The Approach: Three Insights That Made the Difference

1. Credibility Opens Doors.

The first call didn’t come from a cold outreach. It came through a warm introduction - a trusted connection who knew both sides.  

Guy describes it as “credibility by association,” it got Healthee a fair hearing in a market where trust is currency - and it came through Key1, a reminder of how founder–investor partnerships can translate into tangible outcomes.

2. Don’t Let the Existence of a Competitor Define the Limits of Your Market.

When the team first learned that the bank was already working with a leading competitor, the choice to stay in the conversation became a turning point.

Rather than see the competitor as a wall, the team treated their presence as proof there was a real need and a chance to show why Healthee could meet it better.

The team later shared the story internally as proof that even deeply entrenched customers can change course when the value is undeniable, and the team has the conviction to pursue it.

3. Win Over the Whisperer.

In complex enterprise sales, the decision maker isn’t always the most powerful voice in the room. For Healthee, winning over the customer’s broker was the best move.

In long sales cycles, mapping influence is as important as mapping the org chart. Champions come in unexpected roles, and the people shaping opinion often don’t have formal authority.

The Outcome: From Intro to Contract in Two Months

The deal moved unusually fast.

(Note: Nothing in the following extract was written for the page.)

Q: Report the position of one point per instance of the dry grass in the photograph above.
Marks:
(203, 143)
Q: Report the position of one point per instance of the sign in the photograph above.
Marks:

Beyond the immediate business impact, it gave Healthee’s leadership team a deeper conviction in their enterprise motion.

As Guy puts it, “It’s not only about having the better product. It’s about being the team that listens, adapts, and makes it easy to say yes.”

Takeaways for Founders:

  • Credibility compounds.  
  • Persistence backed by conviction.  
  • Influence > hierarchy.  

In growth-stage markets where competition is fierce and large customers are slow to move, Healthee’s story is a reminder that the biggest opportunities often sit behind the doors everyone else assumes are closed.